While the present-day doctors and pediatricians promote the idea of breastfeeding a newborn for better health benefits, recent findings suggest that it was a prevalent practice during ancient times.
Breastfeeding Analysis of more than two-million-year-old teeth from Australopithecus africanus fossils found in South Africa have revealed that infants were breastfed continuously from birth to about one year of age.
Nursing appears to continue in a cyclical pattern in the early years for infants; seasonal changes and food shortages caused the mother to supplement gathered foods with breast milk.

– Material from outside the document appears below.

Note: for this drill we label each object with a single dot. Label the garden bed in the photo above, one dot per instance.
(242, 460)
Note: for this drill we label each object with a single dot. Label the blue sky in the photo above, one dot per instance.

"For the first time, we gained new insight into the way our ancestors raised their young, and how mothers had to supplement solid food intake with breastmilk when resources were scarce," said geochemist Joannes-Boyau, lead researcher of the study published in the Journey of Nature.
According to the team of researchers, these finds suggest for the first time the existence of a long-lasting mother-infant bond in Australopithecus. This makes the researchers rethink on the social organisations among our earliest ancestors.
"Fundamentally, our discovery of reliance by Australopithecus africanus mothers to provide nutritional supplementation for their offspring and use of fallback resources highlights the survival challenges that populations of early human ancestors faced in the past environments of South Africa," Said Justin W, another one of the lead researchers.
Australopithecus africanus lived from about two to three million years ago during a period of major climatic and ecological change in South Africa, and the species was characterised by a combination of human-like and retained ape-like traits.
While the first fossils of Australopithecus were found almost a century ago, scientists have only now been able to unlock the secrets of how they raised their young, using specialised laser sampling techniques to vaporise microscopic portions on the surface of the tooth.
Teeth grow similarly to trees; they form by adding layer after layer of enamel and dentine tissues every day. Thus, teeth are particularly valuable for reconstructing the biological events occurring during the early period of life of an individual, simply because they preserve precise temporal changes and chemical records of key elements incorporated in the food we eat.
By developing micro geochemical maps, we are able to 'read' successive bands of daily signal in teeth, which provide insights into food consumption and stages of life. Previously the team had revealed the nursing behaviour of our closest evolutionary relatives, the Neanderthals. With this latest study, the international team has analysed teeth that are more than ten times older than those of Neanderthals.
Researchers suggest that this finding underscores the diversity, variability, and flexibility in habitats and adaptive strategies these australopiths used to obtain food, avoid predators, and raise their offspring.